The Republican leaders supported Johnson’s vice presidency because he inspired pro-union efforts in the southern states that had split. His political challenges began when he vetoed the Civil Rights and the Freedmen’s Bureau bills in 1866 introduced by the Republicans to protect the black population. Furthermore, he urged the southerners to reject the 14th Amendment that pronounced former slaves as American citizens. Johnson alienated himself from the party that had chosen him as Lincoln’s running mate (Wineapple, 2019). Further, he failed to garner most congressional seats in the 1866 elections where the Republicans won, establishing their reconstruction ideas that rivaled President Johnson’s policies. In 1868, Congress voted to impeach Johnson for violating the Tenure of Office Act among other charges but he was acquitted by one vote (Wineapple, 2019). He became the first president to be impeached and did not seek reelection. In that case, Johnson’s altercation with the Republican Radicals and poor reconstruction policies led to his political downfall.

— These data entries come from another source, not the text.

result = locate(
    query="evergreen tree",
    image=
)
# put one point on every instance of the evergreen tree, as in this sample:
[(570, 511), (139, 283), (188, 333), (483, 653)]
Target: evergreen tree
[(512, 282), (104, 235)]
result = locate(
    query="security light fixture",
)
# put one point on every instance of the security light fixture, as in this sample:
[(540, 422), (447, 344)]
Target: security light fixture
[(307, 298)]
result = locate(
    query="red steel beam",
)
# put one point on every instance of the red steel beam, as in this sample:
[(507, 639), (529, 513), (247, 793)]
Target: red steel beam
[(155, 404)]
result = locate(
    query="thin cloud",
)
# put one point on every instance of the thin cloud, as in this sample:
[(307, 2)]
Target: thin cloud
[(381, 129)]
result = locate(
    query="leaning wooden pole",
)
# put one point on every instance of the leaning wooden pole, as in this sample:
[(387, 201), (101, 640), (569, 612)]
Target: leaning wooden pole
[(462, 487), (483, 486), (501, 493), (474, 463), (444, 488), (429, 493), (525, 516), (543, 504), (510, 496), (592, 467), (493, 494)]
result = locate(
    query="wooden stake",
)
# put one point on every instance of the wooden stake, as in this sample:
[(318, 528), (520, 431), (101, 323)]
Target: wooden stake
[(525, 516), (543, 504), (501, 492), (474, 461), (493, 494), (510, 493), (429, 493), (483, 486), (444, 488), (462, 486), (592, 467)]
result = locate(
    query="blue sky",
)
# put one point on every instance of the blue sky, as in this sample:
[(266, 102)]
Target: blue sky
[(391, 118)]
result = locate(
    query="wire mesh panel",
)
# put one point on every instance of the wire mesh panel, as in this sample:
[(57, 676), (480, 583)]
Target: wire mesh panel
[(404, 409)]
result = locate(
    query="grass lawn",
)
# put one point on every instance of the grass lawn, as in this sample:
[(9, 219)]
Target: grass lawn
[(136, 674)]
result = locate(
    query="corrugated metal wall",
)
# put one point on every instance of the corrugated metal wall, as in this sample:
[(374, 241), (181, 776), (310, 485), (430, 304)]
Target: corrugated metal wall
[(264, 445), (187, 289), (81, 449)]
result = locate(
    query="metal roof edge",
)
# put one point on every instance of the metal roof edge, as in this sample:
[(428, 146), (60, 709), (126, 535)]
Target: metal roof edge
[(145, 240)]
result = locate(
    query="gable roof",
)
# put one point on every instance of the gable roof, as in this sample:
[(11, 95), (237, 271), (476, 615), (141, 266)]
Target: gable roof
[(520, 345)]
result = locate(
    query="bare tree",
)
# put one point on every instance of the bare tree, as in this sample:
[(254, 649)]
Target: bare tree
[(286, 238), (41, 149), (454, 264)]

In summary, Johnson’s failed reconstruction policies as well as the hostilities between him and the Republicans made his presidency complicated. Although Johnson continued to implement Lincoln’s reconstruction policies, he failed to gain the support of Congress. Consequently, the Radical Republicans surmounted significant power against Johnson, which resulted in the first impeachment of a President of the United States.
McGerr, M., Lewis, J.E., Oakes, J., Cullather, N., Summers, M., Townsend, C., Dunark, K.M., & Boydston, J. (2018). Of the people: A history of the United States, Volume II: Since 1865. Oxford University Press.
Wineapple, B. (2019). The impeachers: The trial of Andrew Johnson and the dream of a just nation. Random House.